Sin una palabra, Soth se giró hacia el lugar del alboroto y Magda lo siguió a través de la oscuridad. El caballero de la muerte y la vistani fueron sorprendidos por la repentina aparición del hombre de rojo, que saltó hacia ellos desde detrás de un enorme abeto agitando una tea.

La escena se paralizó en pleno bosque como un cuadro irreal: Magda agazapada en posición defensiva; Soth tenso e inmóvil, con la cabeza ligeramente ladeada y la capa golpeándole la espalda en silencio, y el hombre, a unos cuantos metros, inclinado hacia adelante a punto de perder el equilibrio y con los ojos aterrorizados clavados en él. Soth percibió algo más en aquella mirada; el hombre no sólo estaba sorprendido, sino despavorido porque había identificado al caballero de la muerte.

Con la misma rapidez con que apareció ante Soth y Magda, el aldeano huyó entre los árboles dejando una estela de luz tras de sí.

El caballero pensó en darle alcance, pero el aullido terrorífico que se oyó en ese momento le hizo desechar la idea y regresar al lugar de la horca.

Lo que encontraron allí los tomó por sorpresa.
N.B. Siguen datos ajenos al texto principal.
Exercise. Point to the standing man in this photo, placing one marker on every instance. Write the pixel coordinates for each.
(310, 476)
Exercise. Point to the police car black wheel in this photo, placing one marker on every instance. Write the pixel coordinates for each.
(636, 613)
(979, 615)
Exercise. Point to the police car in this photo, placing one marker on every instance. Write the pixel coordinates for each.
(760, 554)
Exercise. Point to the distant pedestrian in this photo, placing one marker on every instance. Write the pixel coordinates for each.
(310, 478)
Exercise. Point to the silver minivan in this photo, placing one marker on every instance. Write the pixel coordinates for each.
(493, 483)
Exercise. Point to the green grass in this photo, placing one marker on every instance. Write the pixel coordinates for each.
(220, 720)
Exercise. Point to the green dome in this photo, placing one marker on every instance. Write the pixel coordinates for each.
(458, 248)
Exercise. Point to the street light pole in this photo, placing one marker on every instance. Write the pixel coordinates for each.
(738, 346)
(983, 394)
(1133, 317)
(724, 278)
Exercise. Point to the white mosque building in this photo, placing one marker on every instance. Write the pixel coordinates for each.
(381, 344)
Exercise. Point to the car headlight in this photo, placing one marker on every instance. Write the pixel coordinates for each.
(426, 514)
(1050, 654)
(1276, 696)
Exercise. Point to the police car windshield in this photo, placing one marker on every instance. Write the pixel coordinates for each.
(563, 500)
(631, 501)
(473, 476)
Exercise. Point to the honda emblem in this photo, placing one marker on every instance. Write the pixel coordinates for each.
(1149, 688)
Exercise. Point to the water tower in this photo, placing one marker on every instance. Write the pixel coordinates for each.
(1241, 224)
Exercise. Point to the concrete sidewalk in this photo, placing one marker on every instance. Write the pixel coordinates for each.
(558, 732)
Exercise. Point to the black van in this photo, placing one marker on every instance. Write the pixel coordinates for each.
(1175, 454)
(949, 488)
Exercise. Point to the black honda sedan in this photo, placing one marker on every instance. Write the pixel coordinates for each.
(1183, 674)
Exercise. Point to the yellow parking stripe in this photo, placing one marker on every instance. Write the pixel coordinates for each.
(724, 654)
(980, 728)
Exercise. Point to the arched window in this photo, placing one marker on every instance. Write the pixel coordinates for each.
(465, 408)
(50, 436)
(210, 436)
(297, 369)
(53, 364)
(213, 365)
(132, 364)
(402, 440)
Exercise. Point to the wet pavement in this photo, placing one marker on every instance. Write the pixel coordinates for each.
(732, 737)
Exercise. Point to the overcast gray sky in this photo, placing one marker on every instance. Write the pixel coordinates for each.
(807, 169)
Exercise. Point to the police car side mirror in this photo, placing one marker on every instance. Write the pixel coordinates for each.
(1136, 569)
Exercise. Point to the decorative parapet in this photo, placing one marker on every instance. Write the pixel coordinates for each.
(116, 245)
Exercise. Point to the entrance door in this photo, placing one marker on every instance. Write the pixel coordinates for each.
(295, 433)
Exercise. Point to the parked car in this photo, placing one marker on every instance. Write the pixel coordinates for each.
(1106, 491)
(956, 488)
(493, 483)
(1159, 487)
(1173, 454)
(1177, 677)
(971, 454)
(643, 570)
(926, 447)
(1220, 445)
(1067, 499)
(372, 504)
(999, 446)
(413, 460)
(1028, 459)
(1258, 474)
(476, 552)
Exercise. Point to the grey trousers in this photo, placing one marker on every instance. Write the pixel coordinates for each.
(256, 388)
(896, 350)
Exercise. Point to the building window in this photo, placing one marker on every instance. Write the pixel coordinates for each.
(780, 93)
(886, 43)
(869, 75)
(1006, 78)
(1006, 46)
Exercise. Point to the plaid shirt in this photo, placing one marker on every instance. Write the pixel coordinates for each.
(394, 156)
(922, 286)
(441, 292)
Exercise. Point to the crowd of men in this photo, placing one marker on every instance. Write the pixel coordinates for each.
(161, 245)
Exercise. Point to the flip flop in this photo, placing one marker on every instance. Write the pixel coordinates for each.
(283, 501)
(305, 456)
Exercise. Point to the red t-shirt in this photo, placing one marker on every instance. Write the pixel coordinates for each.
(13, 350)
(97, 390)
El caballo y cinco lugareños yacían descuartizados en un mar de sangre, y de los demás no había ni rastro. En el centro de la carnicería estaba sentado el enano, magullado y golpeado pero sin la soga al cuello y con las manos libres. Silbaba mientras se calzaba una de sus botas con suela de hierro.

Alargó el brazo para coger la otra con la lentitud de quien se acaba de despertar de una larga siesta, pero se detuvo en seco y arrugó la nariz con fastidio.

—¿Más campesinos? —musitó, y dejó caer la bota al suelo. Se agachó hasta ponerse casi a cuatro patas y olisqueó el aire—. Salid de ahí. Dejad que vea quienes sois. —Miraba hacia Soth y Magda, aunque estaban bien escondidos entre los tupidos abetos. La vistani intentó retirarse poco, pero el caballero dio un paso adelante—. Y el otro —recalcó, observando a Magda con el ojo guiñado.

—Vamos, Magda —ordenó Soth al ver que dudaba. La muchacha salió del escondrijo buscando la daga con la mano.

—¡Vistani! —escupió el enano al ver a la mujer de cabello negro y piel oscura. Dejó escapar un gruñido gutural y se puso en tensión como si fuera a saltar—. Tendría que haberme imaginado que erais agentes del conde.